Yesterday's new adventure in damage control and bureaucratic improvisation makes the compliance problem much worse. There is simply no precedent for the government ordering private companies to offer a product for free, even if they recoup the costs indirectly. Why not do that with all health benefits and "bend the cost curve" to zero? The shape of the final rule when the details land in the Federal Register is anyone's guess, including the HHS gnomes who are throwing it together on the fly to meet a political deadline.
Ahh, but a wiser man would notice that down the road, that's the point of the exercise. That might give heart attacks to the WSJ's corporate readers, but for the 99% it's what the plan was all along.
Consider that the Catholic bishops have moved the goalposts again: now their objection is that the government is violating the First Amendment rights of any employer or employee who is Catholic with birth control coverage.

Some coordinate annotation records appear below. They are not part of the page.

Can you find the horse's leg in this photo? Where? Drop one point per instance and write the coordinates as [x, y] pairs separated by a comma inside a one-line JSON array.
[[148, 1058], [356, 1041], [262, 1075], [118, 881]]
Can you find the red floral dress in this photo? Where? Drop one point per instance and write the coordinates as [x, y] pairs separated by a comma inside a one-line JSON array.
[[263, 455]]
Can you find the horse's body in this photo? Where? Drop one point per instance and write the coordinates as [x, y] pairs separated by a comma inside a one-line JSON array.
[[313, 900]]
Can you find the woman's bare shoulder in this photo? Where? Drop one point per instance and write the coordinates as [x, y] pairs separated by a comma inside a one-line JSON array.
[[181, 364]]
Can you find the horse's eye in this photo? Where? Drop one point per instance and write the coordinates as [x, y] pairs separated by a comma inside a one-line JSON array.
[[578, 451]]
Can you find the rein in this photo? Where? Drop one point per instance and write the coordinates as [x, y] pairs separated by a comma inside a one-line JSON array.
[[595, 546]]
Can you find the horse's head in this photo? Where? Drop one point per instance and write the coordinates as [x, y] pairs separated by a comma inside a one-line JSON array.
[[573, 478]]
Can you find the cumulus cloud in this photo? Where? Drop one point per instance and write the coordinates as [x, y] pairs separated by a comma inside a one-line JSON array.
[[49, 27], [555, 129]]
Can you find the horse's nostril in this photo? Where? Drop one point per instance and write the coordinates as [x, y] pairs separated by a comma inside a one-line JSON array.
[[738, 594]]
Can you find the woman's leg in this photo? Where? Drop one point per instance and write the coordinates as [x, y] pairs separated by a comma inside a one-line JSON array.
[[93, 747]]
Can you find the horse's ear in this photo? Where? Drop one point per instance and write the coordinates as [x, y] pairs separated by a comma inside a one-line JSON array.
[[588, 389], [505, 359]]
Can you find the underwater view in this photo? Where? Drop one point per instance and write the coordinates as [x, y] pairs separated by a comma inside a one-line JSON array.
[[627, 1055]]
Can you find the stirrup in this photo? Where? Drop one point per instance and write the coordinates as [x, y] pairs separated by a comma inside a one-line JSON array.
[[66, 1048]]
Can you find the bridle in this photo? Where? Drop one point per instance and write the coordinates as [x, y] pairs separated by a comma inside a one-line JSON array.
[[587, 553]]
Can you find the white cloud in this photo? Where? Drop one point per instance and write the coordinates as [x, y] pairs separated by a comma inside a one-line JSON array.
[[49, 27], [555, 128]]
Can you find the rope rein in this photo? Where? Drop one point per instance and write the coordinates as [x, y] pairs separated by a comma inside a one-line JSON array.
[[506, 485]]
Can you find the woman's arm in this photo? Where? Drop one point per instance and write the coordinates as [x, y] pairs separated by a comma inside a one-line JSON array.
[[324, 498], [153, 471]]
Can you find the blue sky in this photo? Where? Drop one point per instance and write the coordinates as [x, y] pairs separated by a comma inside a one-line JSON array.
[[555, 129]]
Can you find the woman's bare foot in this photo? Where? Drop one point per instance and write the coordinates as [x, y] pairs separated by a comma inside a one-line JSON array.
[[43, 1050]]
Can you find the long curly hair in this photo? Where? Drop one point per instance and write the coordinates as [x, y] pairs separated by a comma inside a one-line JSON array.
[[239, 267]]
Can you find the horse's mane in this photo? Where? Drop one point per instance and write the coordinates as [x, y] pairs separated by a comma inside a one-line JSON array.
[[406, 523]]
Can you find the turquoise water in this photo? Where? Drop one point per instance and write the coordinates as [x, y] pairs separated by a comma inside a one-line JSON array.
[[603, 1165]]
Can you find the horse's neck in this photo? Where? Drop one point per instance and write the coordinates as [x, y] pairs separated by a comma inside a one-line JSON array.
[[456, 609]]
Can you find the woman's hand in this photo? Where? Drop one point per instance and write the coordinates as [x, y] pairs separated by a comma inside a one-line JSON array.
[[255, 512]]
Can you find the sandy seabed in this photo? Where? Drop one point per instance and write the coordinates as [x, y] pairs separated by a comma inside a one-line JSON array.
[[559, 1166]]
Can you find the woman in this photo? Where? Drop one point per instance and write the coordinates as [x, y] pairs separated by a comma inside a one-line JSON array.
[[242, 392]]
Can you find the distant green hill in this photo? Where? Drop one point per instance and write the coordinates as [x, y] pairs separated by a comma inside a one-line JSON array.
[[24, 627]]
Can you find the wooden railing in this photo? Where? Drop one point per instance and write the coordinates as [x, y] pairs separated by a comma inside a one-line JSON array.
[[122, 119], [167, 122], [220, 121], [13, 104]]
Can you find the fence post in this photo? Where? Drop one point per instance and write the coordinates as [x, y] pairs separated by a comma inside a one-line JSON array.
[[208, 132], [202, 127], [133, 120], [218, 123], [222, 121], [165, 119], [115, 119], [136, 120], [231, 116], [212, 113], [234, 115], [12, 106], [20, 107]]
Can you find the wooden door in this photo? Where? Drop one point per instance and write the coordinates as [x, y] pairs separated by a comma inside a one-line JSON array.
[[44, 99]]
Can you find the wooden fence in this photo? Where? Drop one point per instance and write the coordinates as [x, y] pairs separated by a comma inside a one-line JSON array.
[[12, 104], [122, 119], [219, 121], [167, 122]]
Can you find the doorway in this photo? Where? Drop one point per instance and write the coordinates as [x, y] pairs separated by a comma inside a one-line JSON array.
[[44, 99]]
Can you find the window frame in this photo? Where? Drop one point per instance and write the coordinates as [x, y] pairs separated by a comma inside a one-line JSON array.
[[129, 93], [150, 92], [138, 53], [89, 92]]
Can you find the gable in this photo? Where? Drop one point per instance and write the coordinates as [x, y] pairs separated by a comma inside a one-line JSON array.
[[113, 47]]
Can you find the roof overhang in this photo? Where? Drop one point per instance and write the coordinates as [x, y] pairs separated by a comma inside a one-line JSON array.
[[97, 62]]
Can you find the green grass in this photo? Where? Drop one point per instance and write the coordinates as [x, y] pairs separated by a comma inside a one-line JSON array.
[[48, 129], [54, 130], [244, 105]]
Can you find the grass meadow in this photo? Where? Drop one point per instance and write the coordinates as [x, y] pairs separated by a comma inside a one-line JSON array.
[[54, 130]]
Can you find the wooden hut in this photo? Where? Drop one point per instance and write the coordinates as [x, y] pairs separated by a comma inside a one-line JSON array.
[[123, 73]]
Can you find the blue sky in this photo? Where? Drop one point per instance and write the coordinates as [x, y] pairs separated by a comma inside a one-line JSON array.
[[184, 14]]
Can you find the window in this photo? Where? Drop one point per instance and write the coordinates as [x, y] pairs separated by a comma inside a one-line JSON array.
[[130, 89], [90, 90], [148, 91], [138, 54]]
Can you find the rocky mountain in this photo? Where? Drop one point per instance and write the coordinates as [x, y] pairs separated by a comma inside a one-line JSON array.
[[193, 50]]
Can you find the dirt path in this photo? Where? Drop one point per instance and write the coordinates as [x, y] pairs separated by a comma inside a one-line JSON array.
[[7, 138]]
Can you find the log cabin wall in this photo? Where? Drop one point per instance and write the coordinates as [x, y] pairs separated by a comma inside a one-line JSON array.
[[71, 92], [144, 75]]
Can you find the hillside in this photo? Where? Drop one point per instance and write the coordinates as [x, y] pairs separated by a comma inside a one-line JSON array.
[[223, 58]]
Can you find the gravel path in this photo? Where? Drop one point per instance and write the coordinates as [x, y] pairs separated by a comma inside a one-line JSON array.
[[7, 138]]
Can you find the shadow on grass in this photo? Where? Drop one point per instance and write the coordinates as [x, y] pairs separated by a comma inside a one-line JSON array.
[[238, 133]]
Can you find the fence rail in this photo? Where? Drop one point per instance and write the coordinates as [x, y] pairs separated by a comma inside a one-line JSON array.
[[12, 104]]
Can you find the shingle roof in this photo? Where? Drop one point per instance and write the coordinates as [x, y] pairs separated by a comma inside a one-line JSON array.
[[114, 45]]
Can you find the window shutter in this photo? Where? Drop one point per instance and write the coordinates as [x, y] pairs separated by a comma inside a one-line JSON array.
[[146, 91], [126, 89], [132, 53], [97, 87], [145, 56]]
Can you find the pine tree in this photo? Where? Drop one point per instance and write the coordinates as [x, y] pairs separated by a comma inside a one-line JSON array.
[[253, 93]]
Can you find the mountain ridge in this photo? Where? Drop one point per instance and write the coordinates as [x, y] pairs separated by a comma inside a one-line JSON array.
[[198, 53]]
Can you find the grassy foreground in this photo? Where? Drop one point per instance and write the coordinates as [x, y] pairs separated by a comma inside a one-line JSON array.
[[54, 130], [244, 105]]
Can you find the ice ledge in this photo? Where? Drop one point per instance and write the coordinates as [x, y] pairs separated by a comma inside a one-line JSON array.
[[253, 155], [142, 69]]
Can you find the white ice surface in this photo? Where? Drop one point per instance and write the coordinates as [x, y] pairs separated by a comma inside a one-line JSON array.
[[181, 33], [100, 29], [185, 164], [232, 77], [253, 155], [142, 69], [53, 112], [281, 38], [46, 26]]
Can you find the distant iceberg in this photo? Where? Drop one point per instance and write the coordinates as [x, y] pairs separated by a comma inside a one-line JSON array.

The statement released by the Catholic Bishops conference said the proposal requires "careful moral analysis," saying it did not appear to offer clear protection for self-insured religious employers or religious and secular for-profit and non-profit employers.
That's the real thrust of the game here. The Catholic Church is now saying that the only part of the Constitution that matters is "freedom of religious expression". And let's keep in mind if it were up to the church, birth control wouldn't exist at all.
If we apply the same WSJ logic to the Bishops' argument, we'd of course get "Why have secular government at all if anyone who is Catholic might object on religious and moral grounds to what the government does? That violates their religious liberties!"
And there are plenty of folks out there who wouldn't mind that lunatic outcome at all.